Before parting with this decision, we would, however, like to comment upon a contention which has been raised by the learned counsel for the revenue. He submitted that the Tribunal in the impugned order made an observation in paragraph 8 of the impugned order which gives an impression that if funds were obtained through raising share capital as distinct from borrowed funds, then the question of interest derived on placing those funds in a fixed deposit amounting to 'income from other sources' would not arise. Such an impression ought not to be gathered from the Tribunal's decision because the Supreme Court in Tuticorin Alkali Chemicals and Fertilizers Ltd (supra) had clearly stated that whether the funds are raised by issue of shares and debentures or through borrowing would not make any difference to the principles set out thereunder. The principle being that if the capital of a company is fruitfully utilised instead of keeping it idle, the income thus generated, will be of a revenue nature and not accretion of capital.

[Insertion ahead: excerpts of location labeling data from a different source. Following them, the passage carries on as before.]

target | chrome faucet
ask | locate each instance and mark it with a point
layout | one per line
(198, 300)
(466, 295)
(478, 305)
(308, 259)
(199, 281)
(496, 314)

In the present case, there is a finding of fact that the money placed in the fixed deposit was inextricably linked with the setting up of the power plant. Thus, the revenue generated on account of interest on the said fixed deposits would be in the nature of a capital receipt and not a revenue receipt. This case has been decided on the basis of this principle and not on the basis that the source of the funds was through raising of share capital and not through borrowings."
The sequitor of the judgment of Hon’ble Supreme Court and Hon’ble jurisdictional High Court is that if the funds have been raised for the purpose of setting up of a plant or acquisition of capital asset then the funds have to be inextricably linked with the activities of the plant and if such funds have been put in FDRs, then interest received will be a capital receipt and cannot be taxed as income from other sources. Respectfully following the aforesaid principle, which is applicable on the facts of the present case also, we hold that once the ECB loan which is to be utilized for capital expenditure only, then, any interest earned on funds temporarily parked in FDRs is inextricably linked with the setting up of hotel of the assessee, which is to be held as capital receipts only and is permitted to be set off against the capital expenditure. The decision of CIT (A) is in line with the judicial precedence and therefore, the impugned order of the ld. CIT (A) is upheld. Consequently, the appeal of the Revenue is dismissed.